When is blocking a punt a bad thing? When an obscure rule allows the kicking team to keep the ball.
The Cowboys, of course, were involved in one of the most infamous plays in NFL history on a snowy Thanksgiving Day in 1993. Leon Lett tried to recover a blocked field goal in the waning seconds, allowing the Dolphins another opportunity to kick the game-winner after they recovered the touched ball.
On Sunday, Cowboys receiver Malik Turner blocked the kick of Broncos punter Sam Martin after Denver went three-and-out on its first possession of the second half. It briefly seemed like a momentum swing, giving the Cowboys a short field after trailing 16-0 at halftime.

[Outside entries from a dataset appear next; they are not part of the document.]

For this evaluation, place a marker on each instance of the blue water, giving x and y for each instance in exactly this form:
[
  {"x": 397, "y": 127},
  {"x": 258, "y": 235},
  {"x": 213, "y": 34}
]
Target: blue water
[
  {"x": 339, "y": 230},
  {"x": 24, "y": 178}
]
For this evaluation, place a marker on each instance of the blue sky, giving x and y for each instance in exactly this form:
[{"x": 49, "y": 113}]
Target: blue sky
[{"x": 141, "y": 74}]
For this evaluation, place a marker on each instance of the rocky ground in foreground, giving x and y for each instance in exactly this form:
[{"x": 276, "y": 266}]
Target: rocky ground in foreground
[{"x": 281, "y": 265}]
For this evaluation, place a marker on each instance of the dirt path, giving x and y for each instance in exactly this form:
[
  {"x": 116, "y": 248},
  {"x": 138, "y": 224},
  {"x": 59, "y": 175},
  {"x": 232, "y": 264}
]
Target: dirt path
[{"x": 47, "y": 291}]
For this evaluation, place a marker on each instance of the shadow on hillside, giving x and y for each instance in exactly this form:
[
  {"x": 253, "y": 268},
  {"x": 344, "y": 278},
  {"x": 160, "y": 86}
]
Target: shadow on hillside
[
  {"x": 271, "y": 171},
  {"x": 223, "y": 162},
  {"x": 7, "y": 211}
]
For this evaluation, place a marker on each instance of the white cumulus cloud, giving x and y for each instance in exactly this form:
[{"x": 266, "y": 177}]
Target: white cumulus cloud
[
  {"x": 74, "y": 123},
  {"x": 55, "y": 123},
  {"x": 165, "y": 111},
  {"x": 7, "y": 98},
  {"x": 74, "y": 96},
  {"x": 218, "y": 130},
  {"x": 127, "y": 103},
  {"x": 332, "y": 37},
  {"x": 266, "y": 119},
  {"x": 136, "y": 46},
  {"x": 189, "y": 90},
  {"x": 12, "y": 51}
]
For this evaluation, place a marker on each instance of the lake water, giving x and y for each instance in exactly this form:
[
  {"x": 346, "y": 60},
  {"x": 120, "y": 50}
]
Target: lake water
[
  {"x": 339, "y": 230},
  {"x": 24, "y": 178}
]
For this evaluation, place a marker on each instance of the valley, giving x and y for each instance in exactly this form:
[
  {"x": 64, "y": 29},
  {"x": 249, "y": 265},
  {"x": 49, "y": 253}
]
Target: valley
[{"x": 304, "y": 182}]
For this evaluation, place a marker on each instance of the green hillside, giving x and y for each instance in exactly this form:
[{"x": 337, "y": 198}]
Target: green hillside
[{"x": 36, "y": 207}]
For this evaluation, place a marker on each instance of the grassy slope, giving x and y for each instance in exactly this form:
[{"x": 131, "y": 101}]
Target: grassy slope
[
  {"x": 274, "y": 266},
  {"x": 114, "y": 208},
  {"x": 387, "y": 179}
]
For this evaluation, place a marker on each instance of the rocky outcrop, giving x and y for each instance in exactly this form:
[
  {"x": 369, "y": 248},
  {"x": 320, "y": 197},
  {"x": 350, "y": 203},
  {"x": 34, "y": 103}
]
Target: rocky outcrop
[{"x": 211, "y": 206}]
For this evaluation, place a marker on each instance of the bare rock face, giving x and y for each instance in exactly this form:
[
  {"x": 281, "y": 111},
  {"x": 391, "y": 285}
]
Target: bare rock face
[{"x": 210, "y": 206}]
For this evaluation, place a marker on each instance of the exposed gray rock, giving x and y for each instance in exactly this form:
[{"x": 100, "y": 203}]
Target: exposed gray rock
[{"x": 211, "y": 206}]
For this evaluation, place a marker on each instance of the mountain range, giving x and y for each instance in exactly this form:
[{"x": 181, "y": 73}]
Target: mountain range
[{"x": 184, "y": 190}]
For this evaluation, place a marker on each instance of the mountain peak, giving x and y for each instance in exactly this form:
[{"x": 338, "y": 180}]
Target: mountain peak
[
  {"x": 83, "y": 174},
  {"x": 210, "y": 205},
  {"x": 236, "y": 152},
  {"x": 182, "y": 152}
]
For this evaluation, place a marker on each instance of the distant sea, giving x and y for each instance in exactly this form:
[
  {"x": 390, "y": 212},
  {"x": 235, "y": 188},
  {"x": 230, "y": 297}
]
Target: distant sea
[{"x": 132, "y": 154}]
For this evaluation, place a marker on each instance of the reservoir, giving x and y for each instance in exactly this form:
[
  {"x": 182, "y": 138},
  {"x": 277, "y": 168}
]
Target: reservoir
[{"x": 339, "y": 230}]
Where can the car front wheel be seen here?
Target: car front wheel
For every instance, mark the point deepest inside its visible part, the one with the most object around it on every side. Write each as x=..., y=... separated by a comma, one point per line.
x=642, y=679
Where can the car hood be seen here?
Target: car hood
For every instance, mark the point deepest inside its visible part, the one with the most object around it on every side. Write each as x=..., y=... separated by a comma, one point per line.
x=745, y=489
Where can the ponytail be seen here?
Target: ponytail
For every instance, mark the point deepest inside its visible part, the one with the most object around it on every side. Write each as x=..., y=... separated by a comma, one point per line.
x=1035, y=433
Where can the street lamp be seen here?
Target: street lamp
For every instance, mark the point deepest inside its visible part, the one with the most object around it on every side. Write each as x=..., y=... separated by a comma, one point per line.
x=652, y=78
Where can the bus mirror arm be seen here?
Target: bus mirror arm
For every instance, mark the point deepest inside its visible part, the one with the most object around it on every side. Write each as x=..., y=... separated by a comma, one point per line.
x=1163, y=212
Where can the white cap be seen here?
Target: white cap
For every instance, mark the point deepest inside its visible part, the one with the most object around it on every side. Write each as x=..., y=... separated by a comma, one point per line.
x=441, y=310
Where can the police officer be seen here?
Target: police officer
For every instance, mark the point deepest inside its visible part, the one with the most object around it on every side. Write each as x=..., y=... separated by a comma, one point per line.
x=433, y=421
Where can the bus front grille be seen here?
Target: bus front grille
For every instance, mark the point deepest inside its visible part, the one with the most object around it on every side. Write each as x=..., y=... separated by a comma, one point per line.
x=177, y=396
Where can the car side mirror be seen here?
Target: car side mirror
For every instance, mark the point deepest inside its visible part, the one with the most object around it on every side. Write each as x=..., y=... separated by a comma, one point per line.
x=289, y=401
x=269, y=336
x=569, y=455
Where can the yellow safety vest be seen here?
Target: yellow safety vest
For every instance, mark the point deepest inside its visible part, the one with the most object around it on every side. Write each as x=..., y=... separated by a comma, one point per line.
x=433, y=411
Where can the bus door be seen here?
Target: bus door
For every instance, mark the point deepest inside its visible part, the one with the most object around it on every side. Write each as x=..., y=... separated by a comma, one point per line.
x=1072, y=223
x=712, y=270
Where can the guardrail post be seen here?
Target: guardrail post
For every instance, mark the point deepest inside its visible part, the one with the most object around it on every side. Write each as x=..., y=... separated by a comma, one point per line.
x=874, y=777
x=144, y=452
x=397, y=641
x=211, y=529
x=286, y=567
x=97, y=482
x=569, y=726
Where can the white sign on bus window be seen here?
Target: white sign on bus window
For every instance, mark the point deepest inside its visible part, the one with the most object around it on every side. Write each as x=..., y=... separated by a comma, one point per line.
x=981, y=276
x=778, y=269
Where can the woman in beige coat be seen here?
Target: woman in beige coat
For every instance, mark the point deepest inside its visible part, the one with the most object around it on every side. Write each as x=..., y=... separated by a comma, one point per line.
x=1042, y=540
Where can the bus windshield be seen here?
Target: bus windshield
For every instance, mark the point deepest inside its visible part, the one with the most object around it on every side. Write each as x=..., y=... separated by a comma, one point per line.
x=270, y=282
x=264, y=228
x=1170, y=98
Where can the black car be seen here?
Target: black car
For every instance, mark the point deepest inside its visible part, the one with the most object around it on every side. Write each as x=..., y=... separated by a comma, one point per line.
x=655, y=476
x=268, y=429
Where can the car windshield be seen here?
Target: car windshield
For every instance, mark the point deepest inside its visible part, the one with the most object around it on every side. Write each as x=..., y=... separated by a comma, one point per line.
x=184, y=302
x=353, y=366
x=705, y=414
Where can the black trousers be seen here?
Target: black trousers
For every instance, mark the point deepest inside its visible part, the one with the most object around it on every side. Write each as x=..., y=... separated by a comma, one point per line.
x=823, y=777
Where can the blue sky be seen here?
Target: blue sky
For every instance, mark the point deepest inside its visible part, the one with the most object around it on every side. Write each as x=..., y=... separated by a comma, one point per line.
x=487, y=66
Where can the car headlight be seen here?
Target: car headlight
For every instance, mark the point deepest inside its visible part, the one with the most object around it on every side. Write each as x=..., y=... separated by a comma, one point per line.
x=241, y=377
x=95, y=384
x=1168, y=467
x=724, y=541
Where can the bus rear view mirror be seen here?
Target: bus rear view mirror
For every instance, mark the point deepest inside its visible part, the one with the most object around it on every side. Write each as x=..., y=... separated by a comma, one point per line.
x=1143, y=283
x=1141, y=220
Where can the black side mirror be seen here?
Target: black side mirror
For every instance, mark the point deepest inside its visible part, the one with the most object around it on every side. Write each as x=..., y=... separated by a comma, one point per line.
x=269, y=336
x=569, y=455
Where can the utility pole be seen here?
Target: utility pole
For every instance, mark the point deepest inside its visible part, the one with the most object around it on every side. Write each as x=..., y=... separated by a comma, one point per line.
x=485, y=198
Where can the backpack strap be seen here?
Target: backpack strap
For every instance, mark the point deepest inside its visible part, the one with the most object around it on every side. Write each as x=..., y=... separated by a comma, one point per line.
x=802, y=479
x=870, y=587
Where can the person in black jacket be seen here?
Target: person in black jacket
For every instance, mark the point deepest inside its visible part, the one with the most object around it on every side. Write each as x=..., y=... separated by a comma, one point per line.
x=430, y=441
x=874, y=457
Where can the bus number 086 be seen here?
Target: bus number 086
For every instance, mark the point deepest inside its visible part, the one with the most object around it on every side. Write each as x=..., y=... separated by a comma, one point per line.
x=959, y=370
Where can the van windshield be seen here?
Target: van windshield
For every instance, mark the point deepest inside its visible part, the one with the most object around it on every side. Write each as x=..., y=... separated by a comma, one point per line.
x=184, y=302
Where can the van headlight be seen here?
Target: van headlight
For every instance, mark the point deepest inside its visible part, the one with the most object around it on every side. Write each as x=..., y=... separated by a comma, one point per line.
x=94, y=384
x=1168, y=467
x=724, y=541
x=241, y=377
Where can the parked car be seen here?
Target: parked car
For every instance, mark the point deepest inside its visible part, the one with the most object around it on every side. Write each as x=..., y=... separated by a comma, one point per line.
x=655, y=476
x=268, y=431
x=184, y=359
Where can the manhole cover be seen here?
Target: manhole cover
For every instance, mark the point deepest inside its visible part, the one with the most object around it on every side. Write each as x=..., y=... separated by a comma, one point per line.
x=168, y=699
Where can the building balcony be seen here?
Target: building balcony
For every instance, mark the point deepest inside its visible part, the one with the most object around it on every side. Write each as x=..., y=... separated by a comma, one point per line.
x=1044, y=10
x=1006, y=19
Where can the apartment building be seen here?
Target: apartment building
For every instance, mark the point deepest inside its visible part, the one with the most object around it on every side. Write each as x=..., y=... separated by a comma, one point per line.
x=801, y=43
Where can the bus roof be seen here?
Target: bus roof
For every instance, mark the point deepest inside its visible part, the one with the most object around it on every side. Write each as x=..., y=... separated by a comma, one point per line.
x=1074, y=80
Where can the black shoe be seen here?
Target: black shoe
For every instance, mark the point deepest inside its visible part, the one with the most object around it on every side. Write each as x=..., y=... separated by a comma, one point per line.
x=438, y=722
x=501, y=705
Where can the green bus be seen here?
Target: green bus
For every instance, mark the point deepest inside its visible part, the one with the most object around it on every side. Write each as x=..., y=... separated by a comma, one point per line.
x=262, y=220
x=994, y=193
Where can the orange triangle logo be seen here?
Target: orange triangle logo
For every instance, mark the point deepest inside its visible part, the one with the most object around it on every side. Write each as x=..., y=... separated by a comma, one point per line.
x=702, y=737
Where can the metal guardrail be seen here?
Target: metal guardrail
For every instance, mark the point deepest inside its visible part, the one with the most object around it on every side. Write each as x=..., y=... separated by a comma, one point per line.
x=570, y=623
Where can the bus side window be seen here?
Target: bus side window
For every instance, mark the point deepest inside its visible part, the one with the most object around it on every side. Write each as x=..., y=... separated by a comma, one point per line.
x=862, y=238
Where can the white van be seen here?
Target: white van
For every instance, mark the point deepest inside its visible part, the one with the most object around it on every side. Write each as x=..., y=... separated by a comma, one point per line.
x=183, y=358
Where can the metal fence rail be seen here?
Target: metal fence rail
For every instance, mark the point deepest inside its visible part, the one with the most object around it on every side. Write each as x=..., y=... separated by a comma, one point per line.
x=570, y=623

“I’ve got about 200 punt blocks on tape over the last 10 years, and this is only the third time I’ve seen it,” Cowboys special teams coach John Fassel said, via David Helman of the team website.
“It” was rookie cornerback Nahshon Wright touching the ball beyond the line of scrimmage as he tried to catch the blocked kick. Denver linebacker Jonas Griffith recovered the ball.
Instead of the Cowboys having the ball at the Denver 19, the Broncos kept the ball. The Broncos ended up with a field goal on the drive, deflating the Cowboys’ comeback hopes.
Wright’s touch, because it was beyond the line of scrimmage, was a muff by rule. Cowboys executive vice president Stephen Jones called it a “tough rule.”
“You’d like to see the rule change,” coach Mike McCarthy said. “But what are going to do?”
Fassel did not blame Wright for trying to catch the blocked kick. It merely was wrong place, wrong time and that kind of day for the Cowboys.
“The ball got blocked right to him, so of course he’d try and handle it,” Fassel said. “I said a million out of a million times, if the ball got blocked right to me I would, too. Because you really lose a sense of exactly where the line of scrimmage was.”